Pandangannya mengedar kesekeliling meneliti para penonton yang umumnya didominasi oleh kaum remaja kisaran umur 17-19. Daniel memandang sinis pada salah satu pasangan remaja yang berada tepat di sampingnya, mereka terlihat sedikit berlebihan. Lihat saja si cewek yang menyandarkan kepalanya di pundak si cowok sambil berpegangan tangan. Sementara sebelah tangannya lagi digunakan untuk menyuapi popcorn ke mulut si cowok. Menggelikan sekali. Mereka tak lain dan tak bukan adalah pasangan Rachel dan Karen.
Karena sudah tak punya pilihan, akhirnya Daniel memutuskan menonton. Tanpa terduga, ternyata setelah setengah jam ia mulai tertarik. Ini kali pertamanya menikmati film percintaan remaja. Padahal dia sudah berekspetasi rendah. Emosi serta alur yang cukup menarik membuatnya betah menonton. Pada akhir cerita, tokoh utama meninggal dunia. Akhir cerita yang membuat seisi ruangan menangis tersedu-sedu, tak terkecuali dengan Daniel yang tanpa sadar meneteskan air mata.
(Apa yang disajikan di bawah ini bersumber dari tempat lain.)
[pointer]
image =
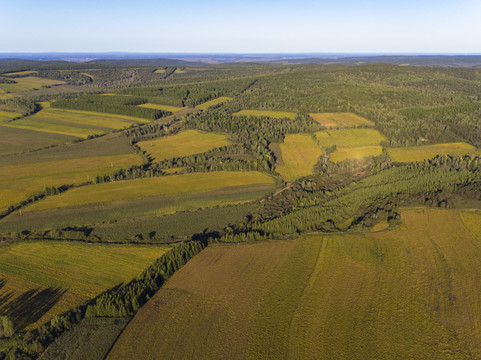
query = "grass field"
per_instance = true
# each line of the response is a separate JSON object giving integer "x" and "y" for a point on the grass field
{"x": 355, "y": 153}
{"x": 29, "y": 83}
{"x": 420, "y": 153}
{"x": 74, "y": 123}
{"x": 172, "y": 109}
{"x": 349, "y": 138}
{"x": 300, "y": 153}
{"x": 42, "y": 279}
{"x": 138, "y": 188}
{"x": 214, "y": 102}
{"x": 8, "y": 115}
{"x": 340, "y": 120}
{"x": 18, "y": 182}
{"x": 268, "y": 113}
{"x": 14, "y": 140}
{"x": 407, "y": 293}
{"x": 188, "y": 142}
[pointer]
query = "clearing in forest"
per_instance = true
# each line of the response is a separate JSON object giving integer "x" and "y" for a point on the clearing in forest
{"x": 146, "y": 187}
{"x": 341, "y": 120}
{"x": 42, "y": 279}
{"x": 411, "y": 292}
{"x": 213, "y": 102}
{"x": 267, "y": 113}
{"x": 172, "y": 109}
{"x": 74, "y": 122}
{"x": 358, "y": 152}
{"x": 18, "y": 182}
{"x": 300, "y": 153}
{"x": 185, "y": 143}
{"x": 424, "y": 152}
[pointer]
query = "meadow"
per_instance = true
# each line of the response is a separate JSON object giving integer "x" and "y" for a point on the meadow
{"x": 139, "y": 188}
{"x": 415, "y": 288}
{"x": 340, "y": 120}
{"x": 267, "y": 113}
{"x": 172, "y": 109}
{"x": 74, "y": 122}
{"x": 42, "y": 279}
{"x": 29, "y": 83}
{"x": 188, "y": 142}
{"x": 18, "y": 182}
{"x": 349, "y": 138}
{"x": 358, "y": 152}
{"x": 300, "y": 153}
{"x": 213, "y": 102}
{"x": 424, "y": 152}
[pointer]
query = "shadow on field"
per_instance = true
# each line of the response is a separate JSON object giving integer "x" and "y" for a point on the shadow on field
{"x": 31, "y": 306}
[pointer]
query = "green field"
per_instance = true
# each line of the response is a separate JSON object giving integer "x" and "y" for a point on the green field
{"x": 29, "y": 83}
{"x": 214, "y": 102}
{"x": 188, "y": 142}
{"x": 8, "y": 115}
{"x": 355, "y": 153}
{"x": 349, "y": 138}
{"x": 138, "y": 188}
{"x": 267, "y": 113}
{"x": 74, "y": 123}
{"x": 407, "y": 293}
{"x": 18, "y": 182}
{"x": 172, "y": 109}
{"x": 300, "y": 153}
{"x": 340, "y": 120}
{"x": 42, "y": 279}
{"x": 14, "y": 140}
{"x": 424, "y": 152}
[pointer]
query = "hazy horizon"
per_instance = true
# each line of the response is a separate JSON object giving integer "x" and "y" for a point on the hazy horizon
{"x": 265, "y": 27}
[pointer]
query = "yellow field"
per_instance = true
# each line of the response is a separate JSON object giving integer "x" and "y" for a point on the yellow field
{"x": 138, "y": 188}
{"x": 300, "y": 153}
{"x": 172, "y": 109}
{"x": 424, "y": 152}
{"x": 355, "y": 153}
{"x": 8, "y": 115}
{"x": 273, "y": 114}
{"x": 214, "y": 102}
{"x": 185, "y": 143}
{"x": 43, "y": 279}
{"x": 18, "y": 182}
{"x": 29, "y": 83}
{"x": 340, "y": 120}
{"x": 74, "y": 122}
{"x": 349, "y": 138}
{"x": 27, "y": 72}
{"x": 408, "y": 293}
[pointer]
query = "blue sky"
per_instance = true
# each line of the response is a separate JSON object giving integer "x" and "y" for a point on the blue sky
{"x": 262, "y": 26}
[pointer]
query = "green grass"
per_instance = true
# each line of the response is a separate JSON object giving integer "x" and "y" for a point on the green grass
{"x": 29, "y": 83}
{"x": 43, "y": 279}
{"x": 172, "y": 109}
{"x": 138, "y": 188}
{"x": 18, "y": 182}
{"x": 268, "y": 113}
{"x": 214, "y": 102}
{"x": 349, "y": 138}
{"x": 300, "y": 153}
{"x": 8, "y": 115}
{"x": 74, "y": 123}
{"x": 407, "y": 293}
{"x": 355, "y": 153}
{"x": 14, "y": 140}
{"x": 420, "y": 153}
{"x": 340, "y": 120}
{"x": 188, "y": 142}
Menyadari pipinya basah ia buru-buru menyapunya. Lalu, mengedarkan pandangan pada Nayla. Gadis itu tampak sesenggukan dengan sebuah tisu di tangannya. Mengeluarkan ingusnya dengan suara yang cukup keras hingga Daniel bisa mendengarnya jelas, membuatnya terkekeh pelan. Namun, ia segera membukam mulutnya ketika Nayla tiba-tiba bangkit dan bergerak keluar.
Daniel segera membalikkan tubuhnya agar Nayla tidak mengenalinya. Ia buru-buru bangkit setelah melihat Nayla menghilang di balik pintu. Hawa dingin menyapa begitu keluar, guyuran hujan tampak menderas. Beberapa orang berada di depan pintu gedung memilih menunggu sesaat sembari hujan reda.
Nayla terlihat berada di antara orang-orang itu, ia terpaksa menunggu. Ia tidak membawa motornya kali ini karena sedang di service dan juga tak membawa payung. Sementara untuk pulang ia perlu naik krl. Sepertinya hujan tak mau reda, lihat saja derasannya yang semakin menderu. Entah kapan akan berhenti.
Seorang pria tiba-tiba berdehem di sampingnya, Nayla sontak menoleh.
"Daniel?" ucapnya heran.
Daniel diam memandang datar lurus ke depan.
"Lo habis nonton juga?" tanya Nayla berbasa-basi.
"Hm," jawabnya singkat.
Nayla mengangguk. Mereka kemudian saling terdiam memandang lurus ke jalanan aspal di depan mereka. Daniel melirik Nayla sekilas, kedua tangannya saling bersilangan di depan dada. Perlahan silangan itu kian mengerat, begitu hawa dingin kian mencegat.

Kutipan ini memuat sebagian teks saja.